I think that virtualization to some degree is really
important for linux-vserver, it's just a question of
finding the right balance between overhead and gained
advantage (security or usability wise)

for example, that /dev/random is 'not' virtualized
could be solved by creating a virtualized random pool
for each vserver. 

but what would be the advantage?
we can assume that /dev/random values are random, so
every random subset of those values will be random
too, and that is what the vservers will get ...
feeding entropy back via /dev/random is fine too, as
the algorithm ensures that the entropy pool can not
be compromised ...

now what would be the disadvantages?
 - a huge data structure for each context
 - the need for 'proper' initialization of each
   entropy pool for each context
 - additional code to handle and separate the
   random values ...

>     Maybe you would anser like "no, it does not matter". 
>     I agree with it.

good ;)

>     But please think not technical but psychological ( = marketing) 
>     aspect. when you do a vserver hosting business, customer
>     would ask you like "is really isolated perfectly?". 

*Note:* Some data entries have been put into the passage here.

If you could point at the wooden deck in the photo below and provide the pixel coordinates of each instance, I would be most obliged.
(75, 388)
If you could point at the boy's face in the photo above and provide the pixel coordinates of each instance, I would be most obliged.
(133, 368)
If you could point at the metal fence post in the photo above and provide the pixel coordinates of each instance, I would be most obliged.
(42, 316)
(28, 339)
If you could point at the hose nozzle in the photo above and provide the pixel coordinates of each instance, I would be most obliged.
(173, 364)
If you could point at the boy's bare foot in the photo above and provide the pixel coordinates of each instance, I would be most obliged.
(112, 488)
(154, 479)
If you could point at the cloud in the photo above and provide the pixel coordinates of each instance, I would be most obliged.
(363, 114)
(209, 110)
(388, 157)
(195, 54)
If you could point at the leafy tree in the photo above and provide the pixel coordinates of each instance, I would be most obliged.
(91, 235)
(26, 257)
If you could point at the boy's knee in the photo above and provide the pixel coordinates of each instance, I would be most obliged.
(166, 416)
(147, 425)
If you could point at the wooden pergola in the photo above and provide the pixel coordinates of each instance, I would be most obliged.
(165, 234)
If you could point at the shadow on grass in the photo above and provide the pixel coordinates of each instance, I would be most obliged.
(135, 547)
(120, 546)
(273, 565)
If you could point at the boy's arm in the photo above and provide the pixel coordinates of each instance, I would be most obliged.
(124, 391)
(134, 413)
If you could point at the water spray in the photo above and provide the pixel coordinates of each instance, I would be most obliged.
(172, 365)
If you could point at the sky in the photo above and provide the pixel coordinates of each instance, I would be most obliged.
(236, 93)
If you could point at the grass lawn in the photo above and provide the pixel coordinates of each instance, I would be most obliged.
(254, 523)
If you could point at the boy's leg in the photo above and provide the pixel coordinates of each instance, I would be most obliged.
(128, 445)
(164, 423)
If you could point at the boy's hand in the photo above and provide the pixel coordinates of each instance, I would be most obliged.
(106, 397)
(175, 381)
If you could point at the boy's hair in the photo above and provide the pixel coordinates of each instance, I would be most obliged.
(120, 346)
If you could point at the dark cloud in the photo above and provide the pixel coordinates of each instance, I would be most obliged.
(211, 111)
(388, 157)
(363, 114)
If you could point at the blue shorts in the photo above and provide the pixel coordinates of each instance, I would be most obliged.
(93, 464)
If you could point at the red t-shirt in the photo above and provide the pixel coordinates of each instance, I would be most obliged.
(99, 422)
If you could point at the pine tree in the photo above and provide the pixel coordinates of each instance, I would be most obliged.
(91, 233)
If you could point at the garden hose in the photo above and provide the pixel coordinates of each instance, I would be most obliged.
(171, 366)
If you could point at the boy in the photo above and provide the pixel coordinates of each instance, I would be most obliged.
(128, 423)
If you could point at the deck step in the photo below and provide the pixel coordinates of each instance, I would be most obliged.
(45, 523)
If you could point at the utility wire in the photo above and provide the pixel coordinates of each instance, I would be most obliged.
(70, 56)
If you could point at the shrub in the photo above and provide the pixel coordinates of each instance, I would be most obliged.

well, I guess the right answer here would be: of course
it's perfectly isolated, but if you want total isolation
then you have to buy my dedicated server ...

>     and understand customer is not a specialist of Linux.

sure, often the provider isn't either .. so they have 
to 'trust' them developers to isolate/virtualized the
essential and useful parts ... what they usually do ...

> 2.  I suppose the biggest issue current vserver lacks is, a filesystem.

well, I don't agree here, because providers already use 
various filesystems (ext2/3, jfs, reiserfs, xfs ...) and
_another_ filesystem would not help anything ...

>     a filesystem like unionfs or Copy-on-Write(Cow) or 

now that is something different, and alternative solutions
to the unification _might_ be interesting for ease o use,
increased maintainability and improved resource sharing.
but for sure that doesn't happen at the filesystem layer,
it has to happen at the vfs layer ...

>     something alike is very desired but it lacks currently.
>     Do you have any plan to add this feature?

yes, we are _planning_ to integrate something like Jörn
Engel's COW links, as alternative to unification ...

> BTW, I also am planning a new file system for Vserver.

well, let's hear about it then ...

best,
Herbert

> Best regards,
>                Okajima, Jun. Tokyo, Japan.